Phishing emails trick users into opening attachments or clicking links, resulting in the victim unknowingly downloading Dridex onto their computer.
Once installed, Dridex can steal banking credentials, credit card numbers, and PINs. It can also control infected computers remotely, enabling attackers to launch additional harmful attacks.
How does Dridex infect your computer?
- Phishing emails: Dridex spreads through emails with malicious attachments or links. Opening them installs Dridex on the computer.
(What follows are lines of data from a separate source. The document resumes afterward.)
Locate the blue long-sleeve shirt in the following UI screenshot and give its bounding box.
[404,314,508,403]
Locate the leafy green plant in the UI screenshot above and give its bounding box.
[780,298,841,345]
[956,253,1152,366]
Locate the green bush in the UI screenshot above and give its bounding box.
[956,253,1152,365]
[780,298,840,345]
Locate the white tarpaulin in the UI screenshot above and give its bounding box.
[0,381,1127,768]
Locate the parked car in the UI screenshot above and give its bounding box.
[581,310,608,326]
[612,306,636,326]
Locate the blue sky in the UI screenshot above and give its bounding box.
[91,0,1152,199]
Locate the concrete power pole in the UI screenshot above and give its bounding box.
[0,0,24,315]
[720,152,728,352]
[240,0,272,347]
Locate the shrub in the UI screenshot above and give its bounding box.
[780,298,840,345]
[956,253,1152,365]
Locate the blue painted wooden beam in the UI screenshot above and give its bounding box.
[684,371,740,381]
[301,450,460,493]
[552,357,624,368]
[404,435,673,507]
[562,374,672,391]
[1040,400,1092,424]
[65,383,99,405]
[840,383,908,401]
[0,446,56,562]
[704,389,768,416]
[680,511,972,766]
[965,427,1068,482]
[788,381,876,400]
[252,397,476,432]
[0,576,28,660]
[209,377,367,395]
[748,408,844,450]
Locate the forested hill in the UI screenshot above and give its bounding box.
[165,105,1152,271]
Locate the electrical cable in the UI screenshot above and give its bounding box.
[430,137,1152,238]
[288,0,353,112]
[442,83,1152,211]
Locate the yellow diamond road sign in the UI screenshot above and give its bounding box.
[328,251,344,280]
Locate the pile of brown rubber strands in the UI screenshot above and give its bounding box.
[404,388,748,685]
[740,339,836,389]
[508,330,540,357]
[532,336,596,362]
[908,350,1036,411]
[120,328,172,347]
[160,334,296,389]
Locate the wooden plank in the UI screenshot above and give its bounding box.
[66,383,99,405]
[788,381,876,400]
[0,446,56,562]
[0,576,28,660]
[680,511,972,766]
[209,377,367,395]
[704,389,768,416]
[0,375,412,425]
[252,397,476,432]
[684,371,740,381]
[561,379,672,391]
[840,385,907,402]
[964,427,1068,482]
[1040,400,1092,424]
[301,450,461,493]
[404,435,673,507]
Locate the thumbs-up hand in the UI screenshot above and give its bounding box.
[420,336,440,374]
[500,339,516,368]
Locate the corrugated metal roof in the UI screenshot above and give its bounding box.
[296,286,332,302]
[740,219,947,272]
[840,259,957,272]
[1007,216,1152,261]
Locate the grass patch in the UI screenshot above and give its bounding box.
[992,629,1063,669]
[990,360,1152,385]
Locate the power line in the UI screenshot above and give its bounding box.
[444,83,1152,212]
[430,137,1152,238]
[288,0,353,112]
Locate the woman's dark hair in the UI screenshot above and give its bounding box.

- Malware-infected websites: Visiting such websites automatically downloads and installs Dridex malware.
- Drive-by downloads: Covert downloads that occur when users inadvertently visit compromised websites, installing the malware.
- USB drives: Inserting an infected USB drive executes Dridex on the computer.
Protecting against Dridex
- Use a reputable security solution with anti-malware and anti-phishing features.
- Keep all software, including operating systems, browsers, and applications, up to date.
- Exercise caution when opening emails from unknown senders or clicking on email links.
- Employ strong passwords and change them regularly.
- Avoid visiting untrusted websites because they may be infected with malware.
- Scan USB drives before use, especially if you don’t know their origin.
- Educate employees about the risks of malware and phishing attacks.